NEW YORK – Treasuries are firmer in early trading but muni buyers have no inclination to follow due to political inaction in Washington.
“Not a great deal is happening,” said a trader in Florida. “We continue to see a lot of the investable dollars go to paper five years and in, primarily as a safety trade.”
He said significant balances are still sitting in dealer hands and it’s causing some concern.
“I haven’t seen traders pull back yet, but the point is that a lot of the paper hasn’t been sold yet,” he added. “A lot of buyers are sitting on their hands.”
Asked if munis could benefit from a flight to quality, he said: “if anything we’re unchanged, maybe a touch weaker. There is definitely no inclination to follow Treasuries.
An early read from Municipal Market Data showed triple-A yields were mostly steady except for a one basis point rise on bonds maturing between 2021 and 2024.
Intermediate and long-term muni yields have been rising slowly the past two weeks. The 10-year finished Wednesday at 2.69%, compared with 2.66% on July 20, while the 30-year closed at 4.37%, versus 4.30% on July 14.

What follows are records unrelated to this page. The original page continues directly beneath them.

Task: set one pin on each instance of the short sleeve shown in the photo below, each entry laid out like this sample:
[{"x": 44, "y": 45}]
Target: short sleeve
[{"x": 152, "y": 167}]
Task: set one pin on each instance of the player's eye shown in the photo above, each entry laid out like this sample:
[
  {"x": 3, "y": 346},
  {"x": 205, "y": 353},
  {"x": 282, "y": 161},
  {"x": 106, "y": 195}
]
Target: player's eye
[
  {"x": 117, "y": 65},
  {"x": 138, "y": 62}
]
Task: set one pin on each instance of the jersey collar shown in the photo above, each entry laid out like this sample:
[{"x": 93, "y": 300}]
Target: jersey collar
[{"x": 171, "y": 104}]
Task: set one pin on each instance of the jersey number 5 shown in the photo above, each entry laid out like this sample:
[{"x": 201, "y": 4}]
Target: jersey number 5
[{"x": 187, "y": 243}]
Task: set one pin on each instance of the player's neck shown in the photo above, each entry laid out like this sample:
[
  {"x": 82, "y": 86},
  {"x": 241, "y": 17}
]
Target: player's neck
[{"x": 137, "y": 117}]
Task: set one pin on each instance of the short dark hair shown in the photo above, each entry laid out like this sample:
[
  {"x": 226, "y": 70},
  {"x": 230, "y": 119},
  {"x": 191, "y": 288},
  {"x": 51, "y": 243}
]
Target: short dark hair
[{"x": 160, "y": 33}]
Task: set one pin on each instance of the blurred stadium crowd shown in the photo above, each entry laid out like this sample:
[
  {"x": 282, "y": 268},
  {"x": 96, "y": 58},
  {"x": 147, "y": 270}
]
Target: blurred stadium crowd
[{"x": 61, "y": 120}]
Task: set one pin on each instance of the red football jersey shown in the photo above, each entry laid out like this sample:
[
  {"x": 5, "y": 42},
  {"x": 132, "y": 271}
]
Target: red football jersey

In tune with the trader’s comments, the two-year yield has stayed at a calendar year low of 0.40% since July 12.
Despite continued gridlock on Capitol Hill and the fast approaching debt ceiling deadline, Treasuries were slightly firmer in early trading with the benchmark 10-year yield three basis points lower at 2.95%. The two year and 30-year yields were each two basis points firmer at 0.43% and 4.28%, respectively.
Two positive economic reports helped buoy the stock market early morning.
Initial jobless claims fell 24,000 in the week ending July 23 to 398,000 – the first week under the 400,000 mark since early April. And, the pending home sales index ticked up 2.4% in June, helping the year-over-year sales number gain 19.8%.
The S&P 500, coming off four days of losses including the worst day in more than six weeks Wednesday, was up 5.6 points after an hour of trading.